Trump is facing 'hell' as '17-point play-by-play' of his crimes lands in the public's lap: professor
Gage Skidmore.

On Wednesday, writing for Newsweek, Roosevelt University political science professor David Faris broke down the problems awaiting former President Donald Trump as the House Select Committee on January 6 is preparing to release its final report.

That report, Faris argued, is going to be a legal and political nightmare for Trump on a level he hasn't faced before.

"A withering, 17-point play-by-play of Trump's alleged crimes appears at the beginning of the committee's 154-page executive summary," wrote Faris. "It details how Trump and his minions conspired to produce fake allegations of election fraud, attempted to unlawfully create alternate slates of electors to submit to Congress, pressured officials at DOJ to make false statements, leaned on state officials to alter their election results, strong-armed members of Congress into objecting to those results, knowingly sent an armed crowd to the Capitol from his rally on Jan. 6, 2021, sent an inflammatory tweet that put former Vice President Mike Pence in mortal danger during the riot and then unconscionably sat on his hands watching the mayhem on television instead of using the powers of his office to stop it."

"I understand and appreciate the trepidation of those who, while they believe Trump committed these crimes, feel that his prosecution could dangerously inflame his supporters, further polarize the country and perhaps lead to sustained violence," wrote Faris. "No one thinks that prosecuting or jailing a former president should be done capriciously, nor should anyone have any illusions that a successful prosecution will somehow break the fever of conspiratorial thinking and paranoia that now grips the GOP base.

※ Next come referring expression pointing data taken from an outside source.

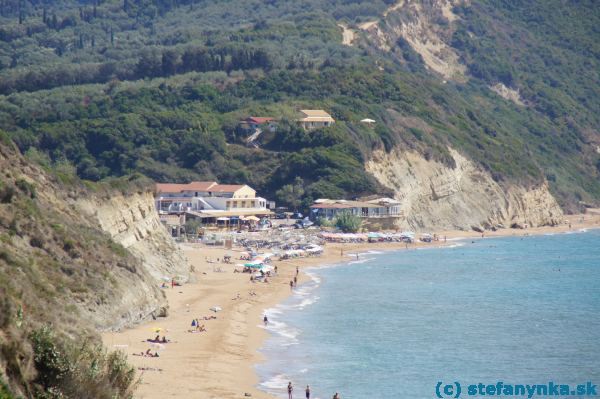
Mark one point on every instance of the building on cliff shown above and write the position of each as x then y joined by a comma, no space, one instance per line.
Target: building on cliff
315,119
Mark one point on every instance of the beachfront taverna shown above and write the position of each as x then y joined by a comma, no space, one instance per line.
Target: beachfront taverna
209,200
373,208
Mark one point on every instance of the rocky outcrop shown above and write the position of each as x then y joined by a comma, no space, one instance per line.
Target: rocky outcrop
132,221
435,196
507,93
426,26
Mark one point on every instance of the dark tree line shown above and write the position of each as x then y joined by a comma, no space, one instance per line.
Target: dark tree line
151,64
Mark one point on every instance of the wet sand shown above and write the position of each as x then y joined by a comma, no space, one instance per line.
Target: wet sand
219,363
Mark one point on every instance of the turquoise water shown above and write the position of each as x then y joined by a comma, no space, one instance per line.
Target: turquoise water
519,310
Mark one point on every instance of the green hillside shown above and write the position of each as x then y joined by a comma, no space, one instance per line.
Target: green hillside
111,88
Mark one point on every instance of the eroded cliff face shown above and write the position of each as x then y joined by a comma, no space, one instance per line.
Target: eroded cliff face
435,196
427,27
132,221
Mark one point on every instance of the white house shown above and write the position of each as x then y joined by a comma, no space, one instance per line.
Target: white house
208,199
315,119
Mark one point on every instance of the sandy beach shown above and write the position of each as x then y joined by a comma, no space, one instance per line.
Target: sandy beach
219,363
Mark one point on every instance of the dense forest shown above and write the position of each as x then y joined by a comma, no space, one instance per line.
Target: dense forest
112,88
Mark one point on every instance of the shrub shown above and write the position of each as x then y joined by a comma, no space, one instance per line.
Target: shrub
7,192
26,187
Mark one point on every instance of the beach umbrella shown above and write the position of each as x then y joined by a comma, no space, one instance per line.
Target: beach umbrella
157,346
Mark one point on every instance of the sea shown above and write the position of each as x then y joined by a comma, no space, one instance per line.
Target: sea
520,310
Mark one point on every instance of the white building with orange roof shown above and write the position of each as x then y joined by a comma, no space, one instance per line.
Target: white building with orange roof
209,199
315,119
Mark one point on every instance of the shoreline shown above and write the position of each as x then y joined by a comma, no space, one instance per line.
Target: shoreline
221,362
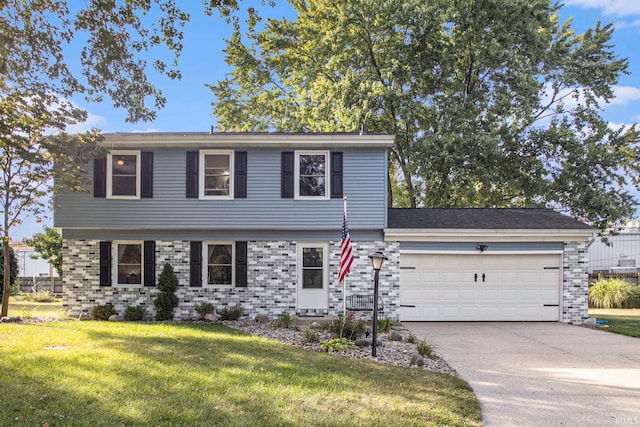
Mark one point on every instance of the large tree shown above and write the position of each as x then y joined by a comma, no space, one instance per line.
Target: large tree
492,103
53,50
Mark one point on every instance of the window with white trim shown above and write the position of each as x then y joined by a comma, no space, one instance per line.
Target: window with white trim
219,263
129,262
123,175
216,174
311,174
313,267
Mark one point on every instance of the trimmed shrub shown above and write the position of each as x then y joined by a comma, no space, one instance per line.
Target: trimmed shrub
134,314
230,313
611,293
204,308
103,312
283,321
166,301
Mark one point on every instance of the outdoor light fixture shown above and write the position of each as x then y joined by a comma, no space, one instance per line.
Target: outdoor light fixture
377,258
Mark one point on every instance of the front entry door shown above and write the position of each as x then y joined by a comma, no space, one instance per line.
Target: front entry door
313,276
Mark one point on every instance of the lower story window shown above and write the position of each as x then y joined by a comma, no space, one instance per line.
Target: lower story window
129,263
312,268
219,263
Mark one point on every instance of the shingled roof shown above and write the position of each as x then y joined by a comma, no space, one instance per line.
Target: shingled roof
483,218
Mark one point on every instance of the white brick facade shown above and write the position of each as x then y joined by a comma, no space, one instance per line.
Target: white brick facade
575,283
272,280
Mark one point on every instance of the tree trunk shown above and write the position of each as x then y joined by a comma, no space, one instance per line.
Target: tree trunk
7,277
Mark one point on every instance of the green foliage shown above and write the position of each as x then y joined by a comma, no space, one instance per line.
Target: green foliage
102,312
49,246
231,313
204,308
283,321
384,325
425,348
134,314
347,326
166,301
507,113
42,296
311,335
338,344
611,293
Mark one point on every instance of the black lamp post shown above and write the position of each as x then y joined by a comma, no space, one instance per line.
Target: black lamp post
377,258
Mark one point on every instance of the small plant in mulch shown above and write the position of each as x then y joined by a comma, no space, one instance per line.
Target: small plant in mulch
134,314
204,308
425,348
283,321
103,312
166,301
338,344
230,313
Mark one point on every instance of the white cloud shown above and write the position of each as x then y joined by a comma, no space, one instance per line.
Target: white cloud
93,121
625,95
608,7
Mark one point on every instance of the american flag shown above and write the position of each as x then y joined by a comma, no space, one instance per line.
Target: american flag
346,251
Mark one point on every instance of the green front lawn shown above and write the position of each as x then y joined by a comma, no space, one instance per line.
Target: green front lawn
620,320
102,373
28,309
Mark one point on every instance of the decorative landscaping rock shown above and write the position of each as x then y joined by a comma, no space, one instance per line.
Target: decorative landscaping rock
210,317
416,360
261,318
395,336
362,343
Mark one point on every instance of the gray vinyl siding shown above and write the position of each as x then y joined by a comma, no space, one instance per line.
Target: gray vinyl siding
333,234
364,184
491,246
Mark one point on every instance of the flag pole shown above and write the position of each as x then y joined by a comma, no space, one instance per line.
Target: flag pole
344,281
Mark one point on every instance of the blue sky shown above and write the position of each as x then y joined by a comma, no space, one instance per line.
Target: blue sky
189,108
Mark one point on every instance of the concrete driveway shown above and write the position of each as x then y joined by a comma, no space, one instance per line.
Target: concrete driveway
543,374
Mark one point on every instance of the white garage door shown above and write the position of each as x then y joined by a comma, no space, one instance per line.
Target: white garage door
480,287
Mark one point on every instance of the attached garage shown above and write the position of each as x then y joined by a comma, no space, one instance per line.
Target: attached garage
452,287
491,265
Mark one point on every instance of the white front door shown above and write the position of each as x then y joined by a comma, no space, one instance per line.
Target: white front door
313,276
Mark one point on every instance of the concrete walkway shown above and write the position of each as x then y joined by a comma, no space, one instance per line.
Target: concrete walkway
543,374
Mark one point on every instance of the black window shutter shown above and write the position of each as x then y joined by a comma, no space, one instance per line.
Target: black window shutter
195,277
149,263
241,264
100,177
146,180
287,172
105,263
336,175
240,171
192,174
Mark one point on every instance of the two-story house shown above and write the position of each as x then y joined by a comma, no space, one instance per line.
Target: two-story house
255,220
248,219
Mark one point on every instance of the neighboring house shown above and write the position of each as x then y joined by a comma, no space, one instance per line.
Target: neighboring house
255,220
28,265
620,255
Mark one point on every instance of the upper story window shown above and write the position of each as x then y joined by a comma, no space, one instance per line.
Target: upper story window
123,175
311,174
216,174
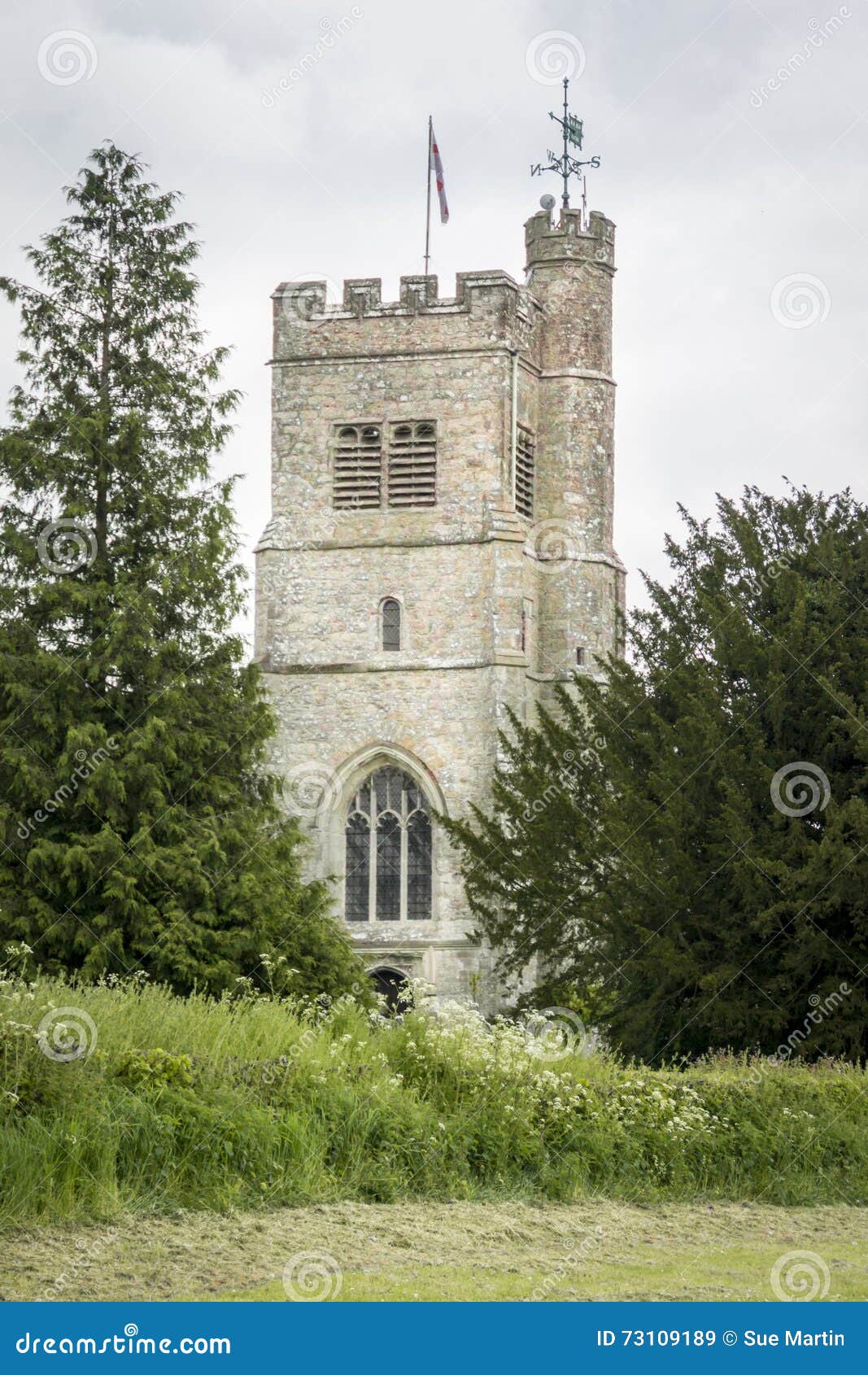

But these objections are misguided and no longer rooted in any objective reading of the situation."

READ MORE: Lawyers withdraw subpoena for Katie Hobbs hours after Kari Lake boasted she'd be forced to testify

Ultimately, he wrote, the four-count criminal referral the House just sent to the Justice Department for Trump is warranted, and serious.

"Now, the DOJ is under no obligation to act on the committee's recommendations. In July 2016, after then-FBI Director James Comey announced that there would be no prosecution of Democratic Party presidential nominee Hillary Clinton for her use of a private email server while serving as secretary of state, the GOP heads of the House Judiciary and Oversight Committees made criminal referrals to the DOJ about her marathon testimony in October 2015 for a special House panel on the Benghazi incident," concluded Faris. "That referral went nowhere. Trump, on the other hand, is almost certainly about to go through hell."